A ce sujet, les ministres concernés “convoqueront prochainement les dirigeants des établissements fondateurs et le directeur de l’IHU-MI”, qui est désormais le Pr Pierre-Édouard Fournier, pour mettre en oeuvre “dans les meilleurs délais un plan d’action volontariste tenant compte de l’intégralité des recommandations”.

Ce dernier, spécialiste des maladies infectieuses issu de l’institution, a travaillé sous l’égide du Pr Raoult. Sa nomination avait suscité des critiques, en interne comme en externe, comme ne marquant pas une rupture suffisante.

Quelles suites?

Dans un avenir proche, le procureur de Marseille, saisi par les ministres, va devoir décider des potentielles suites judiciaires à la lecture des conclusions de ce rapport.

“Il va se saisir du dossier, le cas échéant demander à la police de faire des auditions, d’entendre des témoins. Le rôle du procureur de la République c’est de décider d’une orientation, est-ce qu’il y aura des poursuites ou pas”, explique auprès de BFMTV Florence Rouas, avocate pénaliste.

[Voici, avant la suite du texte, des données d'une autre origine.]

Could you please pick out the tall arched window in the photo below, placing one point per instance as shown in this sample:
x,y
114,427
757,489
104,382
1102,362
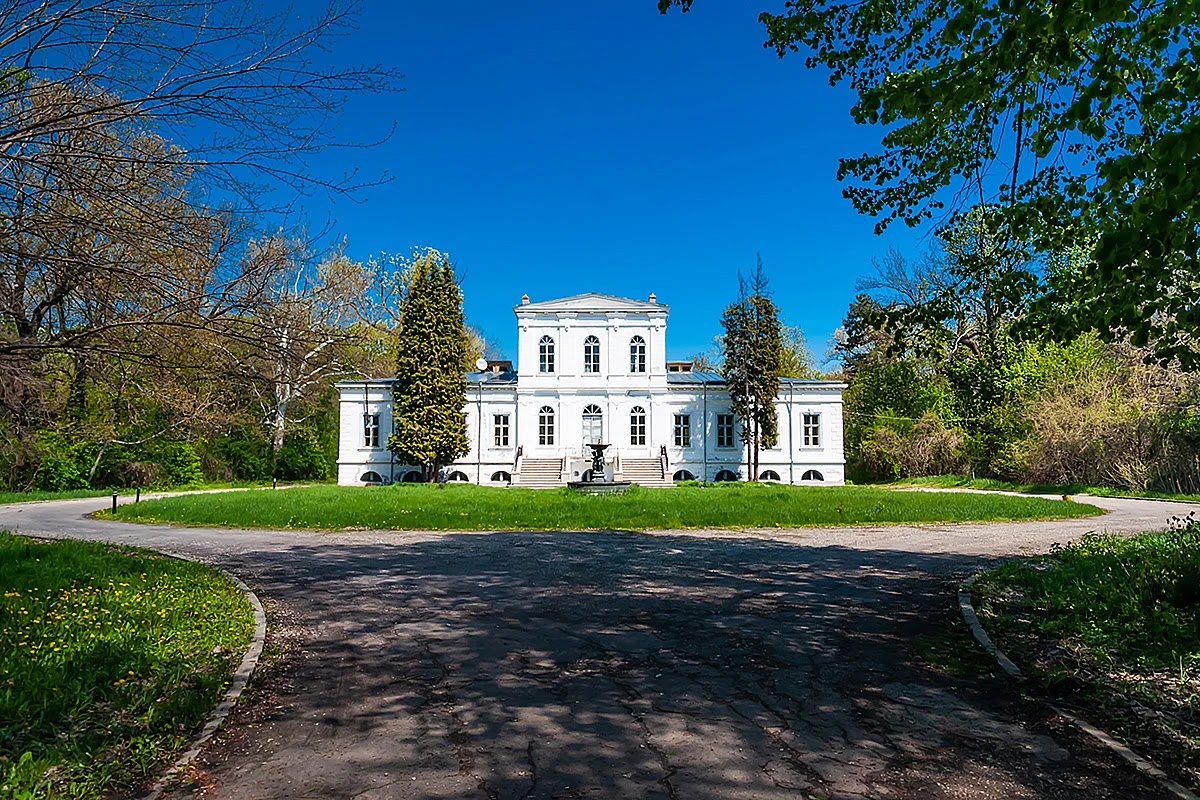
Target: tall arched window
x,y
592,354
593,425
637,426
546,354
637,354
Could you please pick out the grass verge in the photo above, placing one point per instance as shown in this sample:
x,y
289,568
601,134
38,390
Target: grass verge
x,y
109,660
963,481
71,494
1111,626
481,507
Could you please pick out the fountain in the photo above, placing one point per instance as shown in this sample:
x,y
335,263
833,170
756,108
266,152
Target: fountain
x,y
598,481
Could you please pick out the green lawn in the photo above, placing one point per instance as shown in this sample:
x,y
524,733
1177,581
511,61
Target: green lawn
x,y
70,494
1109,624
25,497
478,507
963,481
109,660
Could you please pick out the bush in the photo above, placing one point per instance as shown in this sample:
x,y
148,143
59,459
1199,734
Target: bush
x,y
301,459
63,462
907,450
238,457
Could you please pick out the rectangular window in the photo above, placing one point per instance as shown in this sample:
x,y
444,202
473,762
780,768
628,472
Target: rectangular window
x,y
683,429
724,429
371,429
810,427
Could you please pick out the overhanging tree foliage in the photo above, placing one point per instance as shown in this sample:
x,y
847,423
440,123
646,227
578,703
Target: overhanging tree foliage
x,y
1080,121
753,360
431,388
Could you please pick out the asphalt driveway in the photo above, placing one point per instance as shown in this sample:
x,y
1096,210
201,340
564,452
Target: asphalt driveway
x,y
624,665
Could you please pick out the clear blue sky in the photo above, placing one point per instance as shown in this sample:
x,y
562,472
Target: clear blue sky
x,y
558,148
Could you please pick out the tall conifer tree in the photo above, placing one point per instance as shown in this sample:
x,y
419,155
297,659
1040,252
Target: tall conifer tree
x,y
754,346
431,386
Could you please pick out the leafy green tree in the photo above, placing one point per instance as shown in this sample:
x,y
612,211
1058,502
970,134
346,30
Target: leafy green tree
x,y
1079,120
754,349
431,386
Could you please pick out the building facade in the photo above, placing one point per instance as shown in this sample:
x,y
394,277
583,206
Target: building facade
x,y
593,368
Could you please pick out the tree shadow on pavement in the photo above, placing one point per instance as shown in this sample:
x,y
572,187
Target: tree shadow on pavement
x,y
605,665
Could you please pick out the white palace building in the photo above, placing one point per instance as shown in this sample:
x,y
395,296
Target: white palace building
x,y
593,368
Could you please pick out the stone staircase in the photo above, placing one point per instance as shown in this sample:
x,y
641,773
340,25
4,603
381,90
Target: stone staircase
x,y
539,473
645,471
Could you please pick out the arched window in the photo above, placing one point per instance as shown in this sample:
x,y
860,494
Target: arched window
x,y
592,354
637,426
546,426
593,425
637,354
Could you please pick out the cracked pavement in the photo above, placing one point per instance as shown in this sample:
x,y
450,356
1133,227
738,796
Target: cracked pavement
x,y
624,665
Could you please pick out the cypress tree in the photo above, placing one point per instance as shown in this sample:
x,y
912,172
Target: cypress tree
x,y
431,388
754,346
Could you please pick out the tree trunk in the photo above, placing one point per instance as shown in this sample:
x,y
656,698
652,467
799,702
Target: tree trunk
x,y
279,426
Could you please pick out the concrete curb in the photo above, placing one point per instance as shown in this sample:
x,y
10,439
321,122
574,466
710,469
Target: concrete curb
x,y
1143,764
232,695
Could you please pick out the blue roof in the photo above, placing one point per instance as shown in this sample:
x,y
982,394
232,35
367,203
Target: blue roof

L’objectif, insiste le gouvernement, est que l’IHU “redevienne un lieu d’excellence scientifique et médicale”. “Le respect intégral du plan d’actions et de la réglementation en vigueur fera l’objet de vérifications régulières de la part des deux ministères et conditionnera la poursuite de l’activité de l’IHU-MI et de son financement par l’État”, préviennent les ministres.

Ce qui est aussi en jeu, “c’est le modèle des IHU, qui risquait d’être entaché alors qu’un appel d’offre est en cours pour la création de six nouveaux IHU” en France, a-t-on précisé au cabinet du ministre de la Santé.